Con la parziale riapertura delle sale, Emanuele Santoro, orfano del suo Cortile, sta dando fondo all’archivio di readings per colmare il vuoto forzato e i ritardi creati dalle misure dettate dall’emergenza sanitaria. Per sua predilezione – ormai è un alfiere – e per chi ama quel tipo di intrattenimento, la lettura teatrale è certo una nutriente manna. Per chi invece preferisce assistere a spettacoli è ancora tutto da discutere.
Fortuna vuole, almeno per noi, che nel frattempo Santoro è riuscito a infilare un vero e proprio allestimento. Con tutti i crismi e in perfetto stile santoriano (si passi il termine), recentemente ha portato sulla scena del Teatro Foce di Lugano il Diario di un pazzo, un adattamento de Le memorie di un pazzo di Nikolaij Gogol (1809-52). Una scelta coerente con le passioni letterarie dell’attore, regista e scenografo, inclini al classico e a scelte di autori che raccontano e denunciano le stranezze e i drammi contenuti dietro le maschere sociali. Come appunto Gogol con le sue dinamiche della rappresentazione che hanno raggiunto livelli di assoluta grandezza, inserendolo fra i grandi della letteratura russa dell’Ottocento.
Dalla sua straordinaria vena grottesca sono nati personaggi indimenticabili, vittime e fantocci di una società costruita sulla mediocrità per una galleria di meschini impiegatucci schiacciati da un sistema di potere e di gerarchie borghesi che fanno da sfondo ai suoi celebri racconti. Come Il naso, Il cappotto, Le memorie di un pazzo o la commedia Il revisore, conosciuta anche come L’ispettore generale. Per citare i più noti, in una sfilata di antieroi dipinti con un realismo pittorico, in un’atmosfera di pietas di cui non si intravedono i contorni ma che trasudano un incredibile senso di modernità.
È la commovente e surreale psicologia del protagonista, un misero impiegato d’ufficio relegato a far la punta alle matite del capo ma innamorato perso della figlia che sogna di sposare. Ci racconta e vive il suo tormento attraverso le pagine di un diario della mente che lo porta al delirio, come nella lettura di lettere che immagina scritte dal cagnolino della giovane fino a credere di essere diventato re di Spagna per conquistare un rango per impalmare la bella.

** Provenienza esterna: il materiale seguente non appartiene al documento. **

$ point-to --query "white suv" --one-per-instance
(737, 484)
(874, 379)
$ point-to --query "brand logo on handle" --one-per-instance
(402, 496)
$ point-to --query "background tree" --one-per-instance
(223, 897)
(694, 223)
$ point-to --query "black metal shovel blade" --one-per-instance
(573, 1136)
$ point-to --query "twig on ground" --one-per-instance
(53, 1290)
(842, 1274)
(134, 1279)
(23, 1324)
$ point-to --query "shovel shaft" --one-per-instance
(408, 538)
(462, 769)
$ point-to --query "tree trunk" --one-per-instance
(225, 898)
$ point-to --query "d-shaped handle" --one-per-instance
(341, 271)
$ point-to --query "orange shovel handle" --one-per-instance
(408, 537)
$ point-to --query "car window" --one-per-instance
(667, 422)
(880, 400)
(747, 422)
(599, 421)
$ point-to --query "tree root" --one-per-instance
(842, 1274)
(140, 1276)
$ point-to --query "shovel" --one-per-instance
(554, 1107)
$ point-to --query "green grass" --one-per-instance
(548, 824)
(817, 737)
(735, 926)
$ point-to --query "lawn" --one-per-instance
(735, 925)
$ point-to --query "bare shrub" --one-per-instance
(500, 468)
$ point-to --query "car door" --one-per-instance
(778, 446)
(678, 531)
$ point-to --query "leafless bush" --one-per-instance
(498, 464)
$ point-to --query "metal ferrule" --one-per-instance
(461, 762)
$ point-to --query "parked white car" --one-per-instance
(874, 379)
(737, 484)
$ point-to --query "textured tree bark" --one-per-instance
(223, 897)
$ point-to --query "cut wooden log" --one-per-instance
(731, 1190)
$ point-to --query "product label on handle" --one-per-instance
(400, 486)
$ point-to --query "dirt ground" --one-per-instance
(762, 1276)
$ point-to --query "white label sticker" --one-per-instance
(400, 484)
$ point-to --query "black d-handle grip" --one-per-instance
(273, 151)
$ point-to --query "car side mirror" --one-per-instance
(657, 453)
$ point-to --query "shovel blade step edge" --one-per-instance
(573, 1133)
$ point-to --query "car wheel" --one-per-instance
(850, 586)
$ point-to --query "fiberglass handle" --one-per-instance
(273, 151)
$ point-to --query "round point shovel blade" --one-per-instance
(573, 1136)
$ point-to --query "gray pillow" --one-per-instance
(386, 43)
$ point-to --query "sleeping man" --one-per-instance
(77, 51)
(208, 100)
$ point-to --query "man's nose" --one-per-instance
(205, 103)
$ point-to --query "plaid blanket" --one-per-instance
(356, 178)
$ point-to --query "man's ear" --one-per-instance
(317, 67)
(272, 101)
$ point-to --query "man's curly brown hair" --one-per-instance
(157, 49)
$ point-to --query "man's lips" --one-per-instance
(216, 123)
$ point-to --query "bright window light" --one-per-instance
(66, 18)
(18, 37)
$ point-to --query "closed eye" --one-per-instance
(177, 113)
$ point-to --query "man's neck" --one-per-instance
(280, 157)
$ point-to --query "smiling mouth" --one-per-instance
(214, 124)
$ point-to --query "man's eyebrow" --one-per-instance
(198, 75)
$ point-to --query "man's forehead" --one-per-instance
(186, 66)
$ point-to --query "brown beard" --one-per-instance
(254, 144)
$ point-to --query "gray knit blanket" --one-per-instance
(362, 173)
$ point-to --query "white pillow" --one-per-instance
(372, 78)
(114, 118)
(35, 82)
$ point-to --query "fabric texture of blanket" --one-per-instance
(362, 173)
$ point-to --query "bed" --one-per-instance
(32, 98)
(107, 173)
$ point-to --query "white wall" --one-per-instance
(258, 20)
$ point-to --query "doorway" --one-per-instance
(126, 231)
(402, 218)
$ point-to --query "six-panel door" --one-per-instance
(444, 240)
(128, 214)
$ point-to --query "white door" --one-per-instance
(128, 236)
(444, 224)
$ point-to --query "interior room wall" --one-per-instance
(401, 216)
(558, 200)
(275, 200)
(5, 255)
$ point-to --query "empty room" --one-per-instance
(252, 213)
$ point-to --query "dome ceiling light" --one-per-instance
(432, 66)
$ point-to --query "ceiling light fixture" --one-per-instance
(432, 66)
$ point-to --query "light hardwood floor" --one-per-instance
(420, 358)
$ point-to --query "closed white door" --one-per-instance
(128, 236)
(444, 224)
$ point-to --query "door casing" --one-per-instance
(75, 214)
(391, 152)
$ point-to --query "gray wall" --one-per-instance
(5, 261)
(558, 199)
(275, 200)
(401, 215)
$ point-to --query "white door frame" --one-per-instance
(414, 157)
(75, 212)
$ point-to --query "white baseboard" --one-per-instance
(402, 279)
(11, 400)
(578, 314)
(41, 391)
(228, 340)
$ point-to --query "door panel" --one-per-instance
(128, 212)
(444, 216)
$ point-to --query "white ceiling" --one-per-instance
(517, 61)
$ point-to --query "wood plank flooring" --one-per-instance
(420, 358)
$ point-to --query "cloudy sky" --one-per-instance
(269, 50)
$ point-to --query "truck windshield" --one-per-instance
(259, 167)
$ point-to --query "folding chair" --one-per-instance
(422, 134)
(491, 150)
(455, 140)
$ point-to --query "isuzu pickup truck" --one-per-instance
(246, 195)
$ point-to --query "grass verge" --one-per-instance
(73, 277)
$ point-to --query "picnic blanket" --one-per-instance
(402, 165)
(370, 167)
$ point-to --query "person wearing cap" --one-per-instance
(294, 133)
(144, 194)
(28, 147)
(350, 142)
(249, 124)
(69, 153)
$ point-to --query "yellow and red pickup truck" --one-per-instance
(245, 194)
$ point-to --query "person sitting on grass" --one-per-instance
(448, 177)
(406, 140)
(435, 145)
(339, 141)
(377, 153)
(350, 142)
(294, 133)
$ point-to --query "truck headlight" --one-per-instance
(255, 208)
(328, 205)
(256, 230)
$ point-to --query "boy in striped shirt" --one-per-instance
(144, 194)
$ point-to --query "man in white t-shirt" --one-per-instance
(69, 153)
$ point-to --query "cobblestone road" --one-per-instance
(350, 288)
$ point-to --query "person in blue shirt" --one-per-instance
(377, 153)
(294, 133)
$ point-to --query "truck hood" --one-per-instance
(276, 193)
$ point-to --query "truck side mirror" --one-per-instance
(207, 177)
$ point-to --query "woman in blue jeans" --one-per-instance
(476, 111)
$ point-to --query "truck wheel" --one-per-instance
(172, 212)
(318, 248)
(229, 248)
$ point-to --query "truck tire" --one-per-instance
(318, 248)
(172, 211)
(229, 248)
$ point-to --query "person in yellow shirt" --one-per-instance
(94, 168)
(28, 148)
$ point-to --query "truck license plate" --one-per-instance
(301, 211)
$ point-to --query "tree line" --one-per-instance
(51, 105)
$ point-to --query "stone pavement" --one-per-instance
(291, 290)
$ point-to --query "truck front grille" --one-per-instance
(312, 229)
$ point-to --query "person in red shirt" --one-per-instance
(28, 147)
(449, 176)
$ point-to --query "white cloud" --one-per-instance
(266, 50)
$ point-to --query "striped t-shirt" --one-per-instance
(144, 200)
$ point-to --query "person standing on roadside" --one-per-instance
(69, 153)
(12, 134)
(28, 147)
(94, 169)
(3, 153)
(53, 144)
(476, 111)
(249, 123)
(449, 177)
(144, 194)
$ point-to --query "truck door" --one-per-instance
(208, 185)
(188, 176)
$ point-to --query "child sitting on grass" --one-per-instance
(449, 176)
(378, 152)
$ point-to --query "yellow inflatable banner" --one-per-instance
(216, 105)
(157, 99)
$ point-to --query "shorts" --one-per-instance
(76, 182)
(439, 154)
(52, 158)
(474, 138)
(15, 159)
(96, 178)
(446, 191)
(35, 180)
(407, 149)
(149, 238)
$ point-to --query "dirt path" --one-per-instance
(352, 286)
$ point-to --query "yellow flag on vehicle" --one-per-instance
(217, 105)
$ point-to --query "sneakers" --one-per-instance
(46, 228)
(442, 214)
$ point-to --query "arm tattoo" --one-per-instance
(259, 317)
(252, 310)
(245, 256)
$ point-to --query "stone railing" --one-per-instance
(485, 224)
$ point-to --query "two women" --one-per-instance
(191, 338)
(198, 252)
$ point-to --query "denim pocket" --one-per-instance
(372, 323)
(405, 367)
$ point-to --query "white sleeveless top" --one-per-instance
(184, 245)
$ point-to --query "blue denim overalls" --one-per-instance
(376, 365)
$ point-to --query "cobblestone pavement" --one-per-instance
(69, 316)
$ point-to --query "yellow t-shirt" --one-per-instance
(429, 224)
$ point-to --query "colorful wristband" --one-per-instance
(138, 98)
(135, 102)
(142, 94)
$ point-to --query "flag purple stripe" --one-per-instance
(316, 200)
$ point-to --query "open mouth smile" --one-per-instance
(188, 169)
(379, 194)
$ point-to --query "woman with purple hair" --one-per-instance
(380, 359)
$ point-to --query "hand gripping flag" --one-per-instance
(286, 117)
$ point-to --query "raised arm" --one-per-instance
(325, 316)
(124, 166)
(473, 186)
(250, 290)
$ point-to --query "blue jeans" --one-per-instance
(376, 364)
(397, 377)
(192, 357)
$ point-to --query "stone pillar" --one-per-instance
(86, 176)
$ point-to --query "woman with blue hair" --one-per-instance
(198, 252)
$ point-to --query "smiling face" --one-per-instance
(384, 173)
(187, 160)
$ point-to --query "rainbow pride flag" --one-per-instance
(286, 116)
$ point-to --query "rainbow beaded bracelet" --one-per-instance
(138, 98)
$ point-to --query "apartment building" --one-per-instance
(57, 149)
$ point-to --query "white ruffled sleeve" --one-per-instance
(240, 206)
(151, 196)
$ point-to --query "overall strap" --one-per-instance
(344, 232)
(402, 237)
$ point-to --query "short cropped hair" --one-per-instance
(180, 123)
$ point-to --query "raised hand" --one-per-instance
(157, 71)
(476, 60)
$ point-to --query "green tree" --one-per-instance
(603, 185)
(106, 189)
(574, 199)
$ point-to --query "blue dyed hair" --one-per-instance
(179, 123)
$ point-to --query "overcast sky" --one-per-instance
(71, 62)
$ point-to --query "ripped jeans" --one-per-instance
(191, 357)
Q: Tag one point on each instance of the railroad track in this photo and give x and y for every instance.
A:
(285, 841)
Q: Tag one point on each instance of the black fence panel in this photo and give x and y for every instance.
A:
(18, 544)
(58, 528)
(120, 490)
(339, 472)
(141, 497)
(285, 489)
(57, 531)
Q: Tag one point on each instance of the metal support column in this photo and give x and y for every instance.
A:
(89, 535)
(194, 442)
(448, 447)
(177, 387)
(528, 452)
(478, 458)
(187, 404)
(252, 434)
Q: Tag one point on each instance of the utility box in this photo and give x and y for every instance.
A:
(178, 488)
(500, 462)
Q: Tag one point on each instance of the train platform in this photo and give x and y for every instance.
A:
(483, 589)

È un mondo trasognato di nonsenso, dove la follia fa da cornice a un personaggio che Santoro delinea con un’interpretazione ironica e allusiva, forse fra le sue più riuscite e mature attorno alla drammatica solitudine di una donchisciottesca pazzia. Sulla scena, il letto di contenzione e una piccola scrivania: sbilenchi. L’essenzialità della parola viaggia fino al soffio finale per mandare all’aria le sottili pagine del diario e l’accompagnamento discreto del violino di Claudia Klinzing. Efficace cornice per applausi meritati.